Iraq: Occupiers, privatisers and exploiters

THE US-led coalition forces occupying Iraq can’t get the country’s power supply going regularly nor can they create health and education services for local people.

But they can try to impose their insane job-threatening capitalist ideas on the country. They aim to privatise whatever they can as quickly as is feasible.

Tim Carney, senior coalition adviser to the Iraqi ministry of industry and minerals, says that dozens of state-owned industries are likely to be ear-marked for privatisation within the next year.

Before that, the occupying forces claimed they’d wait at least until they had an elected Iraqi government of some kind before privatising industry.

Now they say that the economy needs ’too much investment too rapidly’ to worry about such niceties. Foreign ownership will be allowed – business interests from Saudi Arabia, Jordan etc have offered to lease, buy or create joint ventures with Iraqi companies.

Even the very pro-capitalist Iraqi National Accord warns that: "The Iraqi people would turn against privatisation if it was seen to be run for the benefit of foreign companies, especially if it was not being done by an elected government.
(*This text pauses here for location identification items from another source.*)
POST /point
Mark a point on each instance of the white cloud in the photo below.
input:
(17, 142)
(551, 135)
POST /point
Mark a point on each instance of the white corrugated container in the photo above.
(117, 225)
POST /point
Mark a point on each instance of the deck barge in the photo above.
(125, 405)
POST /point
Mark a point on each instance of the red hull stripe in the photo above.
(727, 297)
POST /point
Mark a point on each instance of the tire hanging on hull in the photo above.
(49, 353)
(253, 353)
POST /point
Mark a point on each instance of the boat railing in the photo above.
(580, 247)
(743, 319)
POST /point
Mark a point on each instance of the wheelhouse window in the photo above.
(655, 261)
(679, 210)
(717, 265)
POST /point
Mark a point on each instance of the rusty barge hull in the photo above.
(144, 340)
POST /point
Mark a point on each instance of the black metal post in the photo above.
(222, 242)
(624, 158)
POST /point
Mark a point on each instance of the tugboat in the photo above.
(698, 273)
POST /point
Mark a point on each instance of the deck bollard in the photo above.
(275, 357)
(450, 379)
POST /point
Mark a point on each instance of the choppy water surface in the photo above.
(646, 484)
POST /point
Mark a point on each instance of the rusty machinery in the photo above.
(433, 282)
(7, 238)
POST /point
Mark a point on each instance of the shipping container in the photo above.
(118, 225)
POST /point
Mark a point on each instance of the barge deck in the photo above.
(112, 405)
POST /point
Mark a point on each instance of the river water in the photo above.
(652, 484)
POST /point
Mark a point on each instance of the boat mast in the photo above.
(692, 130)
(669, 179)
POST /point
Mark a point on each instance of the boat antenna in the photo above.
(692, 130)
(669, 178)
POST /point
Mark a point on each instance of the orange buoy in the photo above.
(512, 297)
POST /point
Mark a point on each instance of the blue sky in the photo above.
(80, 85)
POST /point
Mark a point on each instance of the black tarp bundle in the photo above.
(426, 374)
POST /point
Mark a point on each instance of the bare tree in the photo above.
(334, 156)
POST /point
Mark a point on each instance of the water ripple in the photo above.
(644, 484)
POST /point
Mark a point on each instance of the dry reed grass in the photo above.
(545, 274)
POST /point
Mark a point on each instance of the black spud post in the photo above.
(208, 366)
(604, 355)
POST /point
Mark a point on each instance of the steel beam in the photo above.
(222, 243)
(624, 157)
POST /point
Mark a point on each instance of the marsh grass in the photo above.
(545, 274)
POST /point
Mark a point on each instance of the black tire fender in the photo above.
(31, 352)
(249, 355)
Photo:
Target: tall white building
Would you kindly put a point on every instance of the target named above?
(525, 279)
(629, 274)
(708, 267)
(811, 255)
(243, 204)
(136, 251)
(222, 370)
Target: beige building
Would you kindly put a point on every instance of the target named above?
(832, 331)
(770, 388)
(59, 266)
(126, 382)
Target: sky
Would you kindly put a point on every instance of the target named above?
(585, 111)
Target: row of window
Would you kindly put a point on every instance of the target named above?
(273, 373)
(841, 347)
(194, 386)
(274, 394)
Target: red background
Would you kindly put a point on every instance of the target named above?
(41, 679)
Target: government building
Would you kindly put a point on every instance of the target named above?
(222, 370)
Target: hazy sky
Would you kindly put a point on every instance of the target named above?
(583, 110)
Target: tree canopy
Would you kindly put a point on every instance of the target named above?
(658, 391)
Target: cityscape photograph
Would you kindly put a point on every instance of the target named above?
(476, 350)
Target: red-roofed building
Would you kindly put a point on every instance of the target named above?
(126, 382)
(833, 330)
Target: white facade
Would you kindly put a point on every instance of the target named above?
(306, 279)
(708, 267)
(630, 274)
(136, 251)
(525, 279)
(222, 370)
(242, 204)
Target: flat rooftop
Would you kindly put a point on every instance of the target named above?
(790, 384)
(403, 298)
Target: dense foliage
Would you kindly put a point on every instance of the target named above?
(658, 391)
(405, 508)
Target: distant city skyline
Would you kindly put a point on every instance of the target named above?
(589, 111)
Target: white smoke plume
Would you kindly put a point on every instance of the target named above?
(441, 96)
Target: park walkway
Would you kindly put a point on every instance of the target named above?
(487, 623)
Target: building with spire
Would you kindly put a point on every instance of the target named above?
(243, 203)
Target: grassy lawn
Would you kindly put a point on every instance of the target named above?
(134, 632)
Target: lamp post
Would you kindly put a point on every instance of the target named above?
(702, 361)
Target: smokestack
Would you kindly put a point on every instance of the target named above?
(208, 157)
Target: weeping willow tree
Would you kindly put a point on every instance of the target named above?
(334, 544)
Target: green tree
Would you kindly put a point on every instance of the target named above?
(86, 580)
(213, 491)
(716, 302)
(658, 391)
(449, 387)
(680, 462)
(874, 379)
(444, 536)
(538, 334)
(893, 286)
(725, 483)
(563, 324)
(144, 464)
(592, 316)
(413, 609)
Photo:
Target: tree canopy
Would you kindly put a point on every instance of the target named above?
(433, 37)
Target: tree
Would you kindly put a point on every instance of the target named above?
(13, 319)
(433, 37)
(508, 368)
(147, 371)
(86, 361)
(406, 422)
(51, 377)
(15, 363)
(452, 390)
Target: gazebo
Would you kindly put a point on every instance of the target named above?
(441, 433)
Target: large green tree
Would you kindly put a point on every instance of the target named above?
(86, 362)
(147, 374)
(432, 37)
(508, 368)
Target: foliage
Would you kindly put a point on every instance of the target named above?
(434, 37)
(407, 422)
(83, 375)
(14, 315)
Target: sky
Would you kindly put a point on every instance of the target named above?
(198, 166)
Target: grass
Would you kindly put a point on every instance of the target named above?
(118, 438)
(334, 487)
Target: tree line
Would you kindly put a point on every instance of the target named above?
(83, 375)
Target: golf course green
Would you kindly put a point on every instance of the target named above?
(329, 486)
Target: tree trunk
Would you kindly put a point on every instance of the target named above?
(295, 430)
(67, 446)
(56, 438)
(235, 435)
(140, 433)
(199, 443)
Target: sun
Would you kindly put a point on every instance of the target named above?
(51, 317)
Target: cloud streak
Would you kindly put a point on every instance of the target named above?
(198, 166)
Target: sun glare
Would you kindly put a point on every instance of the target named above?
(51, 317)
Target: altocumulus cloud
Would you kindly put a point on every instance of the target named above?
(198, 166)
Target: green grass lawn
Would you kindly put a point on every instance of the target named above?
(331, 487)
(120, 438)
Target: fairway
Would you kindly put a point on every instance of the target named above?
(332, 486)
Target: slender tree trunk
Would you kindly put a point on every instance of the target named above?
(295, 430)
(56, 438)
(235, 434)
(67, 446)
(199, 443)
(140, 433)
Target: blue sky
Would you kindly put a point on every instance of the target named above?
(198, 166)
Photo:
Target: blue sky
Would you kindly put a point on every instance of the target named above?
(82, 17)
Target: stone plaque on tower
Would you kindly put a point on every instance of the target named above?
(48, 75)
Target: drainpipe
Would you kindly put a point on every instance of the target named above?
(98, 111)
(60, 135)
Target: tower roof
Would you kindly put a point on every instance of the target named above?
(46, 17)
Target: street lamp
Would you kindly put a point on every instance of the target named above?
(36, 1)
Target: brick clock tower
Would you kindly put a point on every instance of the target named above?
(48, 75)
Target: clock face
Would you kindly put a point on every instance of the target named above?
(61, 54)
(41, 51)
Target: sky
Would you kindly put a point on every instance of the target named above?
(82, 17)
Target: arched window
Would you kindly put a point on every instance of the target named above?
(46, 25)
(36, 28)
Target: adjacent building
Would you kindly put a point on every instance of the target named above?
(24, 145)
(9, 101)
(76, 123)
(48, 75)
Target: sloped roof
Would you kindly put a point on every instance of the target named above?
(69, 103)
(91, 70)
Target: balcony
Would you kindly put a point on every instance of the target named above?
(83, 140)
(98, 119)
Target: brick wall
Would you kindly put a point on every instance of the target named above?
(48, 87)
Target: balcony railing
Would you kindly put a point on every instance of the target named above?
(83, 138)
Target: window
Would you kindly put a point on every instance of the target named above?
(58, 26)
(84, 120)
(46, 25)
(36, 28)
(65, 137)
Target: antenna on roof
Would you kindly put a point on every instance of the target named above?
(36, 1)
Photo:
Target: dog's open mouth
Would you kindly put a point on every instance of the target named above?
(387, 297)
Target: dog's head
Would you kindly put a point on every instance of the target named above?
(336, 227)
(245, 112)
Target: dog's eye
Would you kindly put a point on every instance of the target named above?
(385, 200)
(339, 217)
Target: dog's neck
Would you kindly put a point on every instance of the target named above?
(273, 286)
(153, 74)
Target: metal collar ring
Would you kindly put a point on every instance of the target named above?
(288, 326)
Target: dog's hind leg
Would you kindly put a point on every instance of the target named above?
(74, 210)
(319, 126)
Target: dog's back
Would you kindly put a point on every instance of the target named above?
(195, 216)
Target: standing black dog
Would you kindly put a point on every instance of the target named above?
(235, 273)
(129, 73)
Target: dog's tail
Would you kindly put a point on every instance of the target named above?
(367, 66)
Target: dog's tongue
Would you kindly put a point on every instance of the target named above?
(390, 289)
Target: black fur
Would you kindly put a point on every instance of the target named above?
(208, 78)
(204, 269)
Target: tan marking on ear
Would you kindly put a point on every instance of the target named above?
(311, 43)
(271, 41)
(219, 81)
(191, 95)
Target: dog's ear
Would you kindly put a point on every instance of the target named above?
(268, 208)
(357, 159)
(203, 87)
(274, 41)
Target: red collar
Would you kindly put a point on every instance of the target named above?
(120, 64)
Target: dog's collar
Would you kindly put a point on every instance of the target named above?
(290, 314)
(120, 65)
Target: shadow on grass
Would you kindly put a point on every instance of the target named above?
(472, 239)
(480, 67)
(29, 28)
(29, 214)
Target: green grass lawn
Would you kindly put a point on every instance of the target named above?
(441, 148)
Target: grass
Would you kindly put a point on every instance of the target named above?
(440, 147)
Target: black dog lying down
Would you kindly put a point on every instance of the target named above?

Then the objectives of the coalition could be misunderstood."

Such fears may make the Americans think twice but the capitalist transformation of Iraq is one of the major "objectives of the coalition".

In just eight weeks since US forces seized Baghdad, Iraq’s once sheltered economy has become a free-trade zone. The small minority of Iraqis with money to spare can buy TVs from South Korea, fridges from Iran or China and toasters from Germany.

Iraqi industry’s outdated equipment can’t produce good quality goods. Capitalist manufacturers and state-owned companies alike are feeling the pinch. If the US can’t get away with direct privatisation, they may just leave it to the "natural" laws of capitalism to wreck Iraqi industry and make it ripe for privatisation and take-over.

On the other hand, they may just go gaily ahead with their privatisation schemes. Either way it looks bad news for Iraq’s working class unless it fights back against global capitalism’s plans.